Well-known Kingscliff business Galileos has re-opened in a bigger location after a six month hiatus but it’s new incarnation makes it part of the town’s history.
The Pizza Cafe, which opened its doors near Paradiso in the centre of town in 2004, closed its doors six months ago, looking for a bigger venue. On Thursday last week, after months and months of planning, they re-emerged in one of the best-known locations in Kingscliff.
Chris Paine and partner Cathy Shanks are now operating out of the iconic “Jack the Slasher” building down opposite the Kingscliff Beach Bowls Club in Marine Parade.
The business has opened almost 50 years after Jack Turnbull started operating a business on the same spot.
“We were there from December 1962 right through to June 30, 2000,” Jack’s son, well-known local milkman Cliff Turnbull said.
“He ran it the whole time with the help of the rest of us,” he laughed.
Jack was 87 when he finally retired, and he passed away seven and a half years later.
“He said it was the hardest seven years of his life,” Cliff said.
“He was used to being busy but he had nothing to do but walk the dogs.”
Even before they opened the shop, the Turnbull’s, who had run a banana farm near Chillingham and a fruit shop in Murwillumbah’s Queen Street, started selling vegetables on the spot.
“We sold fruit and vegetables there from the back of a land-drover before we built the shop,” Cliff, who was 12 when the family moved to Kingscliff, said.

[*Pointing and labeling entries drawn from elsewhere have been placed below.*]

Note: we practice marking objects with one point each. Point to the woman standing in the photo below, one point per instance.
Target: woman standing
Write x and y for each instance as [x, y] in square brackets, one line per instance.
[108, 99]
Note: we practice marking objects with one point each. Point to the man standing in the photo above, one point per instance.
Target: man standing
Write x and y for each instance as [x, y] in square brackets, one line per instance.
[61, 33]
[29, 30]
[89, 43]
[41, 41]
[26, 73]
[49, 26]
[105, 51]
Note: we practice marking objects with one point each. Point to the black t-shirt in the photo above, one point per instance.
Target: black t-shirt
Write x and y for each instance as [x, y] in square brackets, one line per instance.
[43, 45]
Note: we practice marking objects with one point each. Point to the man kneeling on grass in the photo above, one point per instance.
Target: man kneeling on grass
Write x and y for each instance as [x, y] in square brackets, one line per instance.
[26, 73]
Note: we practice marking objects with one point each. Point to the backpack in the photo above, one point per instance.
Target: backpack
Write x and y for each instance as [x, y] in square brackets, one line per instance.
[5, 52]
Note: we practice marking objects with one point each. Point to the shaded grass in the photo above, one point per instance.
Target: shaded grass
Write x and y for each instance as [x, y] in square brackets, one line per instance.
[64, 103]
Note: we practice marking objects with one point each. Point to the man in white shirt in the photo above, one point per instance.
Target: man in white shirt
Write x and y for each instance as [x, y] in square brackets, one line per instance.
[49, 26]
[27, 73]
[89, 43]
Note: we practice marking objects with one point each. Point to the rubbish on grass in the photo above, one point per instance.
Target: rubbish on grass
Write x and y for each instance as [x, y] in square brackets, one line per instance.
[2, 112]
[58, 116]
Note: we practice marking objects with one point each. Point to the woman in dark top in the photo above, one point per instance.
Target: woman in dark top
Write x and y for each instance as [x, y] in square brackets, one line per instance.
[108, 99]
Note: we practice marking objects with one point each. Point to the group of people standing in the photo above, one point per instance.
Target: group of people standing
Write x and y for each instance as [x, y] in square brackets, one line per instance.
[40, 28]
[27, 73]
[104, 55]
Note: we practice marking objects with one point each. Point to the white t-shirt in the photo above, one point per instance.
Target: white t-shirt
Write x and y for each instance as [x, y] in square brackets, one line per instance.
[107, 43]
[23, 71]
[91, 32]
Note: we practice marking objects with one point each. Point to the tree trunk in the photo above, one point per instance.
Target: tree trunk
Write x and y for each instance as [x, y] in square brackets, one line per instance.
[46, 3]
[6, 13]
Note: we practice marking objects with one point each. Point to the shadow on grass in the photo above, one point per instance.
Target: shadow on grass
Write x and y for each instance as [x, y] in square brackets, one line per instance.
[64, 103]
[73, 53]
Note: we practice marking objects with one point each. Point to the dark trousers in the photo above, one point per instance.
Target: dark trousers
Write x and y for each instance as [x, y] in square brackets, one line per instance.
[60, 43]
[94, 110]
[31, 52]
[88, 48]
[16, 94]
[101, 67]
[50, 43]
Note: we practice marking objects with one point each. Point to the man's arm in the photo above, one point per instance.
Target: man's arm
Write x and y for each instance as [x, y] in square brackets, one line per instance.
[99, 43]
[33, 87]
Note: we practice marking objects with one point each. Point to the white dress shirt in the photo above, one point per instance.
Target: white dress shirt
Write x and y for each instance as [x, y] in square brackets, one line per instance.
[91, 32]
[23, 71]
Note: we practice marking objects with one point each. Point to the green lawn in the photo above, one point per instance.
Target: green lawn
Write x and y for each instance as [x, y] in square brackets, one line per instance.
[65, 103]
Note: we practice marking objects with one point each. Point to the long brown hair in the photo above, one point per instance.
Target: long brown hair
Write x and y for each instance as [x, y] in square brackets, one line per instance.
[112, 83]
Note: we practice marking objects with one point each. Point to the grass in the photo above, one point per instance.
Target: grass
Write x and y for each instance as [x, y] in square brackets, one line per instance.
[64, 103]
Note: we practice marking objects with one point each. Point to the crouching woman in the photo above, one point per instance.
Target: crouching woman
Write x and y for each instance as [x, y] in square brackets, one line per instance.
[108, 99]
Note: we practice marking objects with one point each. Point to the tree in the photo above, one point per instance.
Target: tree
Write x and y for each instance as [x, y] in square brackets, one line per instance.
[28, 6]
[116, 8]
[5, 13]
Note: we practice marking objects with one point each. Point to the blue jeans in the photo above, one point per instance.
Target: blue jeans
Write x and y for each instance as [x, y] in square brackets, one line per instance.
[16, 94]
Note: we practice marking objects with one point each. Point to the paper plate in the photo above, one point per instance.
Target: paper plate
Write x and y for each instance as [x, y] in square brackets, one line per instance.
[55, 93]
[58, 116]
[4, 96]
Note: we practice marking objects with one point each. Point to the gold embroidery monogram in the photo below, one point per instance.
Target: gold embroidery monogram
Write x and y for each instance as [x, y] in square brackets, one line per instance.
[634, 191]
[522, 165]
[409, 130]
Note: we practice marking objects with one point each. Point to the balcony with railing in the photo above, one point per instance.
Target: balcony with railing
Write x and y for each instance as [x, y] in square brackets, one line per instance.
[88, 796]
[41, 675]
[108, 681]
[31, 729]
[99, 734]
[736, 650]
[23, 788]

He said with his dad deciding that he was too old to be climbing the hills banana farming, they decided to open the shop.
Jacks was “one of 11 little shops” around Kingscliff when it first opened in ‘62 including Mrs Faulk’s store down near the creek, a shop up near the school in Sutherland Street, a Four Square near where the bookshop is and a Foodland near the ambulance station.
The Turnbulls, who still own the building, operated the shop until 2000 when Grant Peate and Michelle Quirk took over until 2005. The Bevans continued to trade the shop first continuing as a mixed business and then switching to take away, from 2006 until last year.
“It is definitely the longest operating of all those stores (from the 60s),” Cliff said.
“A lot of people have been saying that it is so good to someone in there again and that it’s back open again.
“It’s part of the history of the town. There’s still hope for it yet.”